Drug-induced prolongation of the QT interval arises from disruptions to the coordinated ionic currents that repolarize ventricular myocytes. Daniel M. Roden Vanderbilt University Medical Center explains that the prototypical direct mechanism is blockade of the hERG-encoded rapid delayed rectifier potassium current known as IKr. When IKr is inhibited, ventricular action potentials lengthen, increasing the electrocardiographic QT interval and creating a substrate for abnormal impulse formation.

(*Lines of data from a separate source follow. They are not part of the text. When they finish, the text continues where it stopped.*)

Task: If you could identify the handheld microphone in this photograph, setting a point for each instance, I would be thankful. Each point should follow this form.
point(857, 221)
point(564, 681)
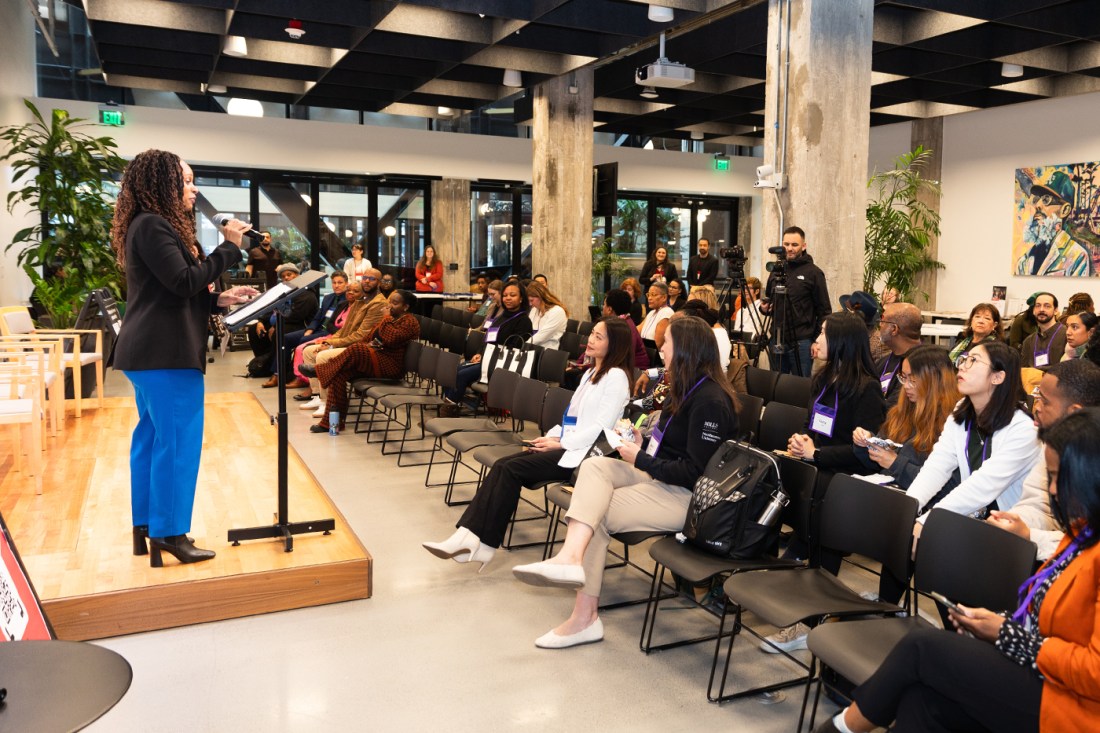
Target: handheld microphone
point(221, 219)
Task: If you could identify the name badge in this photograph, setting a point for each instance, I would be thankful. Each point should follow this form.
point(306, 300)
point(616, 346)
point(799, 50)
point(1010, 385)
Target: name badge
point(823, 420)
point(655, 441)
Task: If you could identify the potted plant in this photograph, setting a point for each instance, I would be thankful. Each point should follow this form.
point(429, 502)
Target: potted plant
point(900, 227)
point(68, 181)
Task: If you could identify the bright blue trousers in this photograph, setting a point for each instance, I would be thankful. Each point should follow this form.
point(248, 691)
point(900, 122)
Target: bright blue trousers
point(165, 448)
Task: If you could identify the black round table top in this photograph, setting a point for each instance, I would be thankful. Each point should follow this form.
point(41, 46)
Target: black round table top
point(58, 686)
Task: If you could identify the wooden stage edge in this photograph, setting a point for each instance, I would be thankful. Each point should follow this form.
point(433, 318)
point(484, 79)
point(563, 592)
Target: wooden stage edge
point(75, 537)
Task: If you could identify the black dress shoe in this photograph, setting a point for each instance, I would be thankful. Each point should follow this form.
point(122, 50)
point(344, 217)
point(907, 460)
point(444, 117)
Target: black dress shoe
point(178, 546)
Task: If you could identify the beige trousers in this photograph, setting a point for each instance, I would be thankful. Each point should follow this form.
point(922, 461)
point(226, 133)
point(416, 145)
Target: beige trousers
point(611, 496)
point(314, 354)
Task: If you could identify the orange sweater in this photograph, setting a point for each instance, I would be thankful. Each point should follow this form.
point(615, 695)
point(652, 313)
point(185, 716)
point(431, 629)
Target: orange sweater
point(1069, 658)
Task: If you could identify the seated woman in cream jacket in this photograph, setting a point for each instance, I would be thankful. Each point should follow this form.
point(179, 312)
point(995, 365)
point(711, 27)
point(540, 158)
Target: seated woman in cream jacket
point(596, 405)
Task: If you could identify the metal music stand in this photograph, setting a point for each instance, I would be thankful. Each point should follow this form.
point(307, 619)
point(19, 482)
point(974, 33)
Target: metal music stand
point(272, 301)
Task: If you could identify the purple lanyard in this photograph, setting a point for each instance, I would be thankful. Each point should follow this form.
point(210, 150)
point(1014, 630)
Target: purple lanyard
point(1032, 584)
point(1048, 343)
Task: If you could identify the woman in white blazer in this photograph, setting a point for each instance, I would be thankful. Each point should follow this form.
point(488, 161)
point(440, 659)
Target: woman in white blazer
point(597, 404)
point(989, 437)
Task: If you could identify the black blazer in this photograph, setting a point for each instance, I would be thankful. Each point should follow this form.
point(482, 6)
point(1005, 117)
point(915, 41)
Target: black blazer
point(168, 298)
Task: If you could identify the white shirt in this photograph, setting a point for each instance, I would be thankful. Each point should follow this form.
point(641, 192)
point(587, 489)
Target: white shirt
point(595, 407)
point(1013, 451)
point(548, 326)
point(648, 328)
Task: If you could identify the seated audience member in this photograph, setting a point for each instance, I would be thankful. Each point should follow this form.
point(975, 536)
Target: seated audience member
point(615, 298)
point(549, 317)
point(323, 323)
point(513, 325)
point(386, 286)
point(637, 299)
point(381, 356)
point(989, 438)
point(928, 396)
point(1079, 303)
point(1034, 670)
point(596, 404)
point(655, 323)
point(677, 298)
point(649, 488)
point(658, 269)
point(983, 326)
point(748, 319)
point(699, 308)
point(1044, 347)
point(429, 272)
point(865, 306)
point(1064, 390)
point(356, 328)
point(1023, 325)
point(1079, 329)
point(300, 312)
point(900, 332)
point(356, 265)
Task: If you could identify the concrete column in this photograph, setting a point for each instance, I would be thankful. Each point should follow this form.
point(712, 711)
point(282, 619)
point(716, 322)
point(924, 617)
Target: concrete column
point(562, 188)
point(827, 105)
point(930, 133)
point(450, 230)
point(18, 81)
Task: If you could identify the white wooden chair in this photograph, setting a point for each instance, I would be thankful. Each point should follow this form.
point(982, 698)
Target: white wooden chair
point(15, 320)
point(20, 404)
point(47, 362)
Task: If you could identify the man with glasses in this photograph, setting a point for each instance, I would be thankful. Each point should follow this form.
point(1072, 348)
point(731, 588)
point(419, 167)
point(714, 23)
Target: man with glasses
point(900, 332)
point(1066, 389)
point(1053, 250)
point(1044, 348)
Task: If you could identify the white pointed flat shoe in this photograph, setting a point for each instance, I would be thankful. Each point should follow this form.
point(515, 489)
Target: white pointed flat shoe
point(591, 635)
point(551, 575)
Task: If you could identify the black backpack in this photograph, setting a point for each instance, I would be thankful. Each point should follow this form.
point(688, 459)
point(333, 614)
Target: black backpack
point(735, 492)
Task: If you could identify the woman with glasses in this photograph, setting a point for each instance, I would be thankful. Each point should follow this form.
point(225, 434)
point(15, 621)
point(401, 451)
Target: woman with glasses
point(982, 326)
point(989, 438)
point(1032, 670)
point(1079, 329)
point(928, 395)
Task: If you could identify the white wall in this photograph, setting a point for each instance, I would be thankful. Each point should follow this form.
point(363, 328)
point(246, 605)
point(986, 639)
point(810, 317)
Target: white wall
point(981, 152)
point(17, 83)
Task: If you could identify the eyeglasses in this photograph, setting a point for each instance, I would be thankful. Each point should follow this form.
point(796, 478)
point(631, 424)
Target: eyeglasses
point(967, 360)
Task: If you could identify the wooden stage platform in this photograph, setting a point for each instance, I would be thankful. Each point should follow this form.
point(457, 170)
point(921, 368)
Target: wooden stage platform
point(75, 538)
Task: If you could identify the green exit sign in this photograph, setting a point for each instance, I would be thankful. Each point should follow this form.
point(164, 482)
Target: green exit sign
point(112, 117)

Ionic and cellular mechanisms
At the cellular level, prolonged repolarization increases the likelihood of early afterdepolarizations, abnormal depolarizing events that can trigger arrhythmias. Daniel M. Roden Vanderbilt University Medical Center and Shaul Viskin Tel Aviv University describe how reduced outward potassium flow from hERG blockade is the most common pathway, but other ionic changes also matter. Enhancement of the late sodium current or increased L-type calcium current can similarly extend the action potential. These ionic imbalances alter the dispersion of repolarization across the ventricular wall, promoting reentrant circuits and the polymorphic ventricular tachycardia known as torsades de pointes.
Indirect and contextual contributors
Beyond direct ion channel effects, many drugs prolong QT through pharmacokinetic interactions that raise plasma concentrations of QT-prolonging agents. Inhibition of cytochrome P450 enzymes by a second drug can transform a safe dose into a hazardous one. Genetic predisposition from variants in genes such as KCNH2 KCNQ1 and SCN5A lowers the repolarization reserve, so otherwise tolerated medications produce large QT changes. Clinical conditions and exposures including hypokalemia hypomagnesemia bradycardia and structural heart disease further reduce repolarization reserve. Shaul Viskin Tel Aviv University emphasizes that women are at higher risk for drug-induced QT prolongation, a sex difference that has implications for prescribing and monitoring.
Consequences extend from transient syncope to sudden cardiac death, so clinical practice prioritizes risk recognition and mitigation. Electrocardiographic surveillance dose adjustment avoidance of interacting drugs and correction of electrolytes are key strategies. In many regions limited access to ECG monitoring and high rates of polypharmacy raise practical challenges, and cultural practices that include herbal remedies can contribute to unrecognized interactions. Understanding the multifactorial mechanisms—molecular channel blockade, altered drug metabolism, genetic susceptibility, and clinical context—guides safer use of medications that affect the cardiac repolarization process.